Incidente mortale, Chiara: "Così ho cercato di salvare Filippo"

La 18enne era in auto con la vittima e il fidanzato. Ha estratto il corpo di Giovanelli prima che l'auto si incendiasse

Chiara Bruni, 18 anni, nel letto d’ospedale

Chiara Bruni, 18 anni, nel letto d’ospedale

Pesaro, 25 ottobre 2016 - Chiara Bruni, 18 anni compiuti da poco, è distesa nella cameretta n. 2 della Medicina d’urgenza, al secondo piano dell’ospedale San Salvatore. Le sono vicini i familiari. Ha il collare che le dà fastidio e il viso col trucco della festa. I medici le hanno detto che presto tornerà a casa. Non ha fratture, almeno di quelle che i raggi x vedono. Con fatica, soprattutto emotiva, Chiara parla tra le lacrime: «Filippo ci sarà sempre. C’è anche adesso. Lo sento».

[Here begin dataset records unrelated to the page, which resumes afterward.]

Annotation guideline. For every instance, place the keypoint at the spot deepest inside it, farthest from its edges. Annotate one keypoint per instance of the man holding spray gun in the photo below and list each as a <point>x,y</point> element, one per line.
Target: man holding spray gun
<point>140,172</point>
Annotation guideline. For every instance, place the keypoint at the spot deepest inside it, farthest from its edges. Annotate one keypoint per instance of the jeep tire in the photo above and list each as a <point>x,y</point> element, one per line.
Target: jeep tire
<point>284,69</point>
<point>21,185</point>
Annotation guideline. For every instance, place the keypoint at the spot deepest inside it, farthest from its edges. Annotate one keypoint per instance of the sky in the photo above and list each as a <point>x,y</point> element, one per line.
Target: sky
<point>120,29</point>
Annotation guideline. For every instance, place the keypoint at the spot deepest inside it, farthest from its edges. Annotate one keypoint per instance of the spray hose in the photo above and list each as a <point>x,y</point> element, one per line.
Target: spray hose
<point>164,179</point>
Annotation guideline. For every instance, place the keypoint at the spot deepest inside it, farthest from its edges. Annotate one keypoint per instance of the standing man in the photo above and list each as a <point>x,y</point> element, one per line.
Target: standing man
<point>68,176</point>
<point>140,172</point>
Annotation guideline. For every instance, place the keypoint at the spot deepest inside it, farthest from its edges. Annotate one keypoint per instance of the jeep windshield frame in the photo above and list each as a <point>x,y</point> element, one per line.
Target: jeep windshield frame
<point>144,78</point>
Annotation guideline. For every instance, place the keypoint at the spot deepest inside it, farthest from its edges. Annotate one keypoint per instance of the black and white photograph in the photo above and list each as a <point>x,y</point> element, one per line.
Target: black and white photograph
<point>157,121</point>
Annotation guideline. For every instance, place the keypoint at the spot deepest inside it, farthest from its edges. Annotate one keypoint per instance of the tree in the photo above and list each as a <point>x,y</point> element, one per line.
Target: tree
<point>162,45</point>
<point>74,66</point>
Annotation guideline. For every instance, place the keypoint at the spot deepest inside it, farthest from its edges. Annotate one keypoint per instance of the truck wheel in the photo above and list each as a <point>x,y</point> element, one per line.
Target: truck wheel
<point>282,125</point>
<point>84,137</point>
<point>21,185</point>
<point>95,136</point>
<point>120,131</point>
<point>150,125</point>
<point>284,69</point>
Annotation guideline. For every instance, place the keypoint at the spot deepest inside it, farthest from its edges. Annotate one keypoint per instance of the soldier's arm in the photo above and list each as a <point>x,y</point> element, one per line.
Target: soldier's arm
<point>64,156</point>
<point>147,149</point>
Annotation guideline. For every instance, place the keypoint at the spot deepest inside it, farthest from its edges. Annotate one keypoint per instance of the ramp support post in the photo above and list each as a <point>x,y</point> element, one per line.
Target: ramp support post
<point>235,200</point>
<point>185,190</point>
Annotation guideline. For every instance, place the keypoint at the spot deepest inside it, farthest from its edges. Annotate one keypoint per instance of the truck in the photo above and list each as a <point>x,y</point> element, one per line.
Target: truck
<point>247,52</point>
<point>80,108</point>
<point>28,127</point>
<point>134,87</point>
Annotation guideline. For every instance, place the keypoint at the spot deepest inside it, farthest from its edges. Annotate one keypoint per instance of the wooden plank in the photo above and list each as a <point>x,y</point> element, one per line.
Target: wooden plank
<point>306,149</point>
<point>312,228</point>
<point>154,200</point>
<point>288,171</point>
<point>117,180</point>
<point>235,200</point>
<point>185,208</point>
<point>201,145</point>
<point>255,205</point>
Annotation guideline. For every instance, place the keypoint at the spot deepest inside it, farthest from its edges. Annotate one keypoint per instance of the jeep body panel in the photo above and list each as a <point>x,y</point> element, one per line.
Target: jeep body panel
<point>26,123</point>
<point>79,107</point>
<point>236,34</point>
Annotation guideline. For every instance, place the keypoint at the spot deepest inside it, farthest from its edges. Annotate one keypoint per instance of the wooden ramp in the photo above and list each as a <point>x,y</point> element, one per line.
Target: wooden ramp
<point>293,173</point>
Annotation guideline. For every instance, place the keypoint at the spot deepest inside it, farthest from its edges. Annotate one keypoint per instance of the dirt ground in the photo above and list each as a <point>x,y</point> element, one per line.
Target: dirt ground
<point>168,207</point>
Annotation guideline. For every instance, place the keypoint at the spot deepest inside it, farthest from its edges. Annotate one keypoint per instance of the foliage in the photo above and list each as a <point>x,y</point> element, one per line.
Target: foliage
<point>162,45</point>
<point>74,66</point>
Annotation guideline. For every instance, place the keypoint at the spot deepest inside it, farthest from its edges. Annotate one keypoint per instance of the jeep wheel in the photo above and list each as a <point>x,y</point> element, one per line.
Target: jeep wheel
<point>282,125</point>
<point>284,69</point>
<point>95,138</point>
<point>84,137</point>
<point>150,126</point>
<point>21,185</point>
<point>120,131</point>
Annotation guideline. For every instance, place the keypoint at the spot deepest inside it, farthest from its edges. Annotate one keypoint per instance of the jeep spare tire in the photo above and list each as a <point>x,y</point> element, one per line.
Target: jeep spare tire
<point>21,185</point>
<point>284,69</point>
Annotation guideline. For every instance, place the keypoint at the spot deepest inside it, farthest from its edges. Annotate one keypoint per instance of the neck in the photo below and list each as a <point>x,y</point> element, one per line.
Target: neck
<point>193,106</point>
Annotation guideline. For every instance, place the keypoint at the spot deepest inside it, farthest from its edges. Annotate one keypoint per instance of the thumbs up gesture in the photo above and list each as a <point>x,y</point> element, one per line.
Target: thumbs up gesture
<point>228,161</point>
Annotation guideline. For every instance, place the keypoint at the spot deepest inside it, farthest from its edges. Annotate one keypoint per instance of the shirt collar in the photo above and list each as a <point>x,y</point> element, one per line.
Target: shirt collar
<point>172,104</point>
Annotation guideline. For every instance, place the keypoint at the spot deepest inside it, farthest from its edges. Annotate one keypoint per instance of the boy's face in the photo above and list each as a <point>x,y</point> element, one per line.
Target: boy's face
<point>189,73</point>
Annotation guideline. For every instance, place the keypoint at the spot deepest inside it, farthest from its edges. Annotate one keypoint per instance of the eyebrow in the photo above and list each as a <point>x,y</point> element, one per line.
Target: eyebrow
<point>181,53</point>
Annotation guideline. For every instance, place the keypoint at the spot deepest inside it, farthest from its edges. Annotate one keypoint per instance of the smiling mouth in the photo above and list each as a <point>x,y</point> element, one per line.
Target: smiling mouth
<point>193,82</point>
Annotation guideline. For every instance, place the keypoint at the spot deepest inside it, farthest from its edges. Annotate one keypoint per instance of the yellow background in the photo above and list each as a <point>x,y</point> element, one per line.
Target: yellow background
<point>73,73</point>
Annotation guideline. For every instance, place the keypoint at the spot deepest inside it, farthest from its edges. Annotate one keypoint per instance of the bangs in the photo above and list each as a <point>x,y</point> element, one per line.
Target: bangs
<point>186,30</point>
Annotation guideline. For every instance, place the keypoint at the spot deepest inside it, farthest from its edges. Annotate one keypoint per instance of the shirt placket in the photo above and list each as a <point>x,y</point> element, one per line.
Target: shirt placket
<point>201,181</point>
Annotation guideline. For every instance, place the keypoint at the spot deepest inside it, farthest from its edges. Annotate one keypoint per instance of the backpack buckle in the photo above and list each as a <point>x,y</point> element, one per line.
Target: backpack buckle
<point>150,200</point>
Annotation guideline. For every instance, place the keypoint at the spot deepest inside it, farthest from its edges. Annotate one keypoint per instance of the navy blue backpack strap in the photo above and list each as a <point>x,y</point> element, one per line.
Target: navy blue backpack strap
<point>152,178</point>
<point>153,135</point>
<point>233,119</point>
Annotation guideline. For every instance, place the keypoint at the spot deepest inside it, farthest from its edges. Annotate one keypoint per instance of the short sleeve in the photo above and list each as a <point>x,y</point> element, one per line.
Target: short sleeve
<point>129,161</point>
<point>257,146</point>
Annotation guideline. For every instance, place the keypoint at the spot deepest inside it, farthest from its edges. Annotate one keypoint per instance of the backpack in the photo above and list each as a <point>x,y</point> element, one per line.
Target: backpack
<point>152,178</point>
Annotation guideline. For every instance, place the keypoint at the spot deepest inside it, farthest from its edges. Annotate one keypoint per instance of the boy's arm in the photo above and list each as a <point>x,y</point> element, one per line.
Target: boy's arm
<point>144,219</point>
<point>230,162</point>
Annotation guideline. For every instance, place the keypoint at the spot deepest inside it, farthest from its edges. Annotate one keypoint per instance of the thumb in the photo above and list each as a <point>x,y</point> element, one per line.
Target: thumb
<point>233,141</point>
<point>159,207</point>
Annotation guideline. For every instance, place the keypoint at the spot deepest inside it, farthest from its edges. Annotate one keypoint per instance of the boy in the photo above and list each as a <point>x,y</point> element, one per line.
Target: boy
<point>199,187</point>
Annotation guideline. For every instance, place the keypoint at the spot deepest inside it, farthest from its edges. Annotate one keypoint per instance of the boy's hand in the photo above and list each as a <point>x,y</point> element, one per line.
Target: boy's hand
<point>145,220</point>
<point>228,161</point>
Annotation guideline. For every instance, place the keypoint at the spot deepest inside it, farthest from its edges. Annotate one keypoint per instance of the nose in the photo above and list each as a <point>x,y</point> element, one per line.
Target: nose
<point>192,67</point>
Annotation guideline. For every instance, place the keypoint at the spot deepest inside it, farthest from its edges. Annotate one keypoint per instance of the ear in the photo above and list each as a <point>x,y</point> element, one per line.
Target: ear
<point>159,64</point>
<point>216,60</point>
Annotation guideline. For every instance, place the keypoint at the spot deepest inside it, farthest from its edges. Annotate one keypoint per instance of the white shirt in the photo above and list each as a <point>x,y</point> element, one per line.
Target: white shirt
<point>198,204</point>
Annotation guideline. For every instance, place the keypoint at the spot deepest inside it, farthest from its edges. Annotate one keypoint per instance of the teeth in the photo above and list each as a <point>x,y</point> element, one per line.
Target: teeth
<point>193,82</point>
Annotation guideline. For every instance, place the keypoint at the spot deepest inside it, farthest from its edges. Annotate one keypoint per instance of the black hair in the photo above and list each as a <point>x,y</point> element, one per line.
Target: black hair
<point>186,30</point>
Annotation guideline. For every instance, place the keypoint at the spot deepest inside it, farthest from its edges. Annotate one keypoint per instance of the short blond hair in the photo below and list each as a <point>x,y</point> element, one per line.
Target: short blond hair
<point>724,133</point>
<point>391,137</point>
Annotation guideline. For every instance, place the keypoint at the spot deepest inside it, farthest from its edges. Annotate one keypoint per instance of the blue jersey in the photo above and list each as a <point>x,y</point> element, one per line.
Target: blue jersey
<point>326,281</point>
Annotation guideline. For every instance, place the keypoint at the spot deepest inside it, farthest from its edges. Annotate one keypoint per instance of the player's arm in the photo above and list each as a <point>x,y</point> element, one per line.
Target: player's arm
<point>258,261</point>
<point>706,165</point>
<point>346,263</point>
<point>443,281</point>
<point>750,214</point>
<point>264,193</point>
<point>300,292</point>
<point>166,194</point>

E poi: «Siamo stati alla festa di compleanno di una nostra amica. Aveva preso in affitto una casa al Boncio, verso Treponti. Alle cinque circa siamo ripartiti tutti. Io e il mio fidanzato Alessandro siamo saliti con Filippo, sistemandoci dietro. Con noi sempre sul sedile posteriore c’era un ragazzo, Marco e davanti il fratello Giovanni».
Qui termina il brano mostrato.